Week 28 - Endorsements. It's Easy to Create Your First New Income Stream

When setting out to create an endorsement program for your business you need to test and measure. What things could you test? You could test various offers of services. You could test mailing different age groups within the customer base, you could test sending to more females versus males, you could test sending only to customers who reside in the surrounding area, you could even test the paper color when you mail!

Stop at this point and make two lists.

  1. Who already has my customers? (Think about all the possible products or services that go BEFORE yours – example, a tradesman can seek out an on-site manager who looks after 30 apartments in an apartment block or an office furniture company looks for office renovation specialists who need to replace interior fittings).
  2. Whose products and services could I sell to my customers? (Think of all the products or services that could be of use after using your product or service – example, could an in-ground pool business offer a 3 year program of pool maintenance and chemicals with every new installation?

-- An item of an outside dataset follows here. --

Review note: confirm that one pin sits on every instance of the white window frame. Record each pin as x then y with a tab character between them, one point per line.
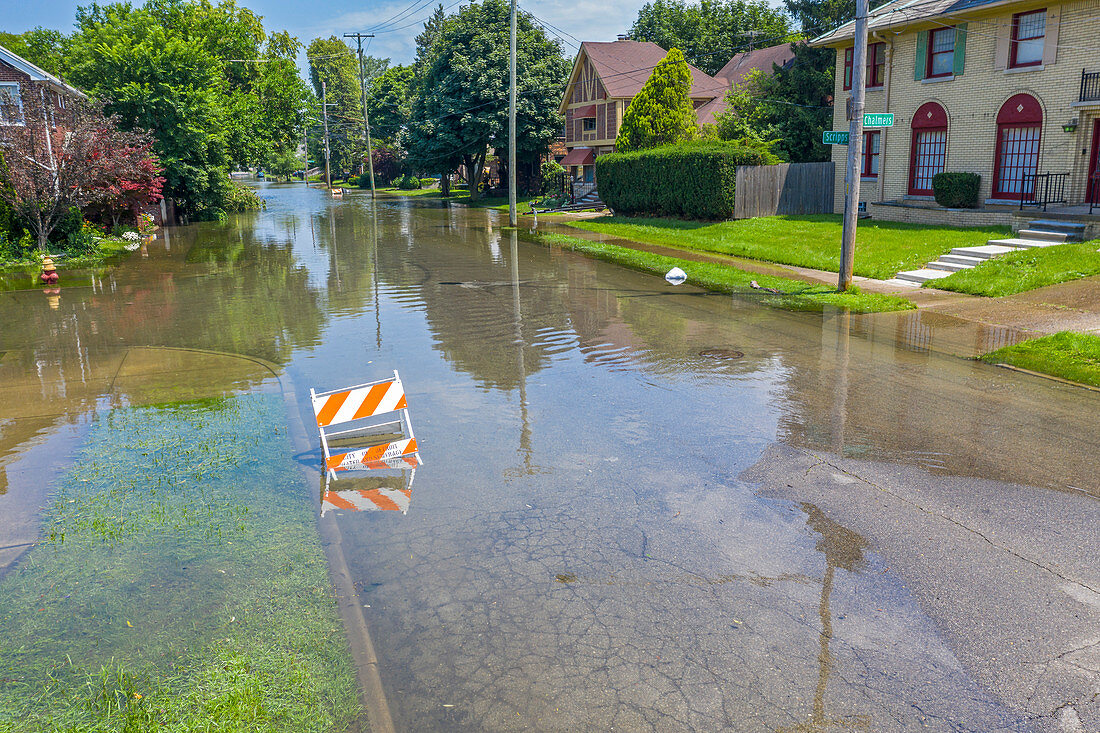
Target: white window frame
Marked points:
19	104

Implementing an endorsement program

Once you have decided what products and services you plan to add to your offering you need to systematically promote them. As has been stated numerous times already, if the program is left to chance it will be a failure. Try to build the extra product selection into your sales questionnaire and ensure that all employees are fully trained on the benefits of the extra offerings. A word of warning, the occasional customer will see your offerings in a cynical light. They might suggest that it is purely the extra profits you make which are motivating you but you can turn this around. For example:

A mechanic arranges an insurance appraisal for any car going through the workshop at no cost or obligation.

Cynical view: they are trying to sell me expensive insurance.

Turn it around: as a valued customer we want to ensure you are getting the absolute best deal possible for that make and model of car. We may even save you money overall, but our motivation is to make your motoring experience a more pleasurable one. No obligation.

A gym offers special pricing on shoes, massage, personal trainers, skin care, surgeon, business coaching, travel, weight control programs, sporting events and organises social clubs.

Cynical view: they are trying to sell me things I don’t need.

Turn it around: as a valued member, we are trying to ensure that you are getting the best value for your membership through the use of appropriate clothing and footwear. Further, being fit and healthy is only part of the story. We help you enjoy the benefits of your training long after you have left the gym! No obligation.

Think complementary services; what else could you offer whilst you have your customer’s attention? Flip it around, could others give your product away as a premium add-on to their product or service? What about a sample of your product and service? For example, if you have a window tinting business can you do a wholesale deal with a car dealership where they market the tinting as a “free” extra (having paid you a wholesale rate of course)?

The power of an endorsement cannot be overstated, especially when compared with other advertising and marketing methods. You will need to seek businesses that have the trust and respect of their customers. In other words, think carefully about the nature of the relationship between the customer and the business serving them, it needs to be strong.